Воронье (Нолль) - страница 102

Внезапно его пронзила боль, словно укол в сердце. Поль схватился за грудь и решил сейчас же ехать домой, чтобы по крайней мере умереть в собственной постели. Письма лучше взять с собой и внимательно изучать их вечерами. Может быть, ему удастся обнаружить еще какие-нибудь сюрпризы. Интересно, знал ли сам Ахим о своем диагнозе, прочитал ли в то время эти письма, когда сторожил дом родителей? К сожалению, это вполне возможно.

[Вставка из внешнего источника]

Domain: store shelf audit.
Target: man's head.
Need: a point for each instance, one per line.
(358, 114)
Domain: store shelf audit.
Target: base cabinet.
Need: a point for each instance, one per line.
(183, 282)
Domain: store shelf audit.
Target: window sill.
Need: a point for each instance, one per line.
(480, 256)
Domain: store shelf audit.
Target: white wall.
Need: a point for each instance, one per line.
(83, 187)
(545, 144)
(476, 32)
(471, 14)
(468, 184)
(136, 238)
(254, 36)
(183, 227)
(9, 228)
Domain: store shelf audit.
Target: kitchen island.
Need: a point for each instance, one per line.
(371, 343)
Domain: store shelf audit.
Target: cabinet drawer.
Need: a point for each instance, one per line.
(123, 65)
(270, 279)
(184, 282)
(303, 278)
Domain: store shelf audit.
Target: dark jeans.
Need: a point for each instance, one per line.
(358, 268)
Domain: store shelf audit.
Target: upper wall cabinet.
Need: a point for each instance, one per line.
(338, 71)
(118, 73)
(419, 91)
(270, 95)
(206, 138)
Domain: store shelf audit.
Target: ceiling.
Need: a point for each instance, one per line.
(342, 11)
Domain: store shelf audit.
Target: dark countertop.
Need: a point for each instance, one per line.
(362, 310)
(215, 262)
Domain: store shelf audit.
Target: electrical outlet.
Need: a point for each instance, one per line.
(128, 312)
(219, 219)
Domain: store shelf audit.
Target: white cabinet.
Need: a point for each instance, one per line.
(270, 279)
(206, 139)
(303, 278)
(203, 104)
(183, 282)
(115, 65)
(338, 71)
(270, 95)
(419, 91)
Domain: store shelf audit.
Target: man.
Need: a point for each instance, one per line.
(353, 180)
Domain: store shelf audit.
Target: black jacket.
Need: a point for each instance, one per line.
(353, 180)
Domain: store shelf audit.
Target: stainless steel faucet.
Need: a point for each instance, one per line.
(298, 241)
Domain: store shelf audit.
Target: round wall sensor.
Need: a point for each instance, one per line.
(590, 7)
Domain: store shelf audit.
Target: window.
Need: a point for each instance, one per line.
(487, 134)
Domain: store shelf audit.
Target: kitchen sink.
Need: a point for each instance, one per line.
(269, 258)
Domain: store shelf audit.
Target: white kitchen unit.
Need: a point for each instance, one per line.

Казалось, Аннетта ждала его звонка.

– Будь осторожен, – попросила она.


Когда Поль вернулся, они коротко обнялись. Стол был накрыт как обычно, без особой роскоши, но в виде исключения на ужин был не творог, а овощное рагу. Поль подозревал, что готовка Аннетте далась очень непросто. В квартире витал дразнящий запах тимьяна, но ожидать, что ее творение сравнится с кулинарным искусством Ахима или Ольги, не приходилось. На столе стояла бутылка вина, которую Аннетта не смогла открыть. Задумано очень неплохо, хотя отмечать, собственно, было нечего. Хотя он знал, что вопрос лишний, но все же задал его:

– Никаких известий?

Аннетта покачала головой. Она все время пыталась найти деверя, но в квартире у Ахима нет автоответчика, а мобильный, по всей видимости, выключен.

– Можно попробовать разыскать его по радио, – предложила она, делая глоток вина. – Думаю, что он ездит сейчас на «БМВ» твоей матери, хотя номерной знак я все равно не запомнила. Ты знаешь, кстати, что у Ахима глаза как у голубя?

Поль в эту минуту обжегся о горячую сковороду и схватился пальцами за мочку уха. Непонимающим взглядом он уставился на Аннетту.

– Зрачок у него, конечно же, черный, но вокруг радужной оболочки идет такой красный ободок, точь-в-точь как у вокзальных голубей.

– Наверное, он тогда был обкуренный, – предположил Поль. – Но сравнение с голубем мне нравится. Голуби – это крысы в небе, агрессивные, бесцеремонные, напористые. А наивные художники превратили их в символ мира.

Аннетта хотела было возразить, потом решила промолчать. Заявление Поля было таким жестким и несправедливым, что разговор тут же перешел бы в спор. Она вышла из-за стола и поставила одну из своих старых пластинок.

Мрачнея все больше и больше, Поль слушал: «Много слез было пролито».

Но он, сдержавшись, как и Аннетта, в последний момент, ничем не выдал своего недовольства и молча отправился в свой кабинет. Некоторое время наслаждался тем, что остался непонятым, и мучился музыкой, которая для него неизменно связывалась с матерью. Затем позвонил Маркусу.


В нескольких словах Поль сообщил ему о смерти матери и намекнул, что у него будут, возможно, кое-какие медицинские вопросы.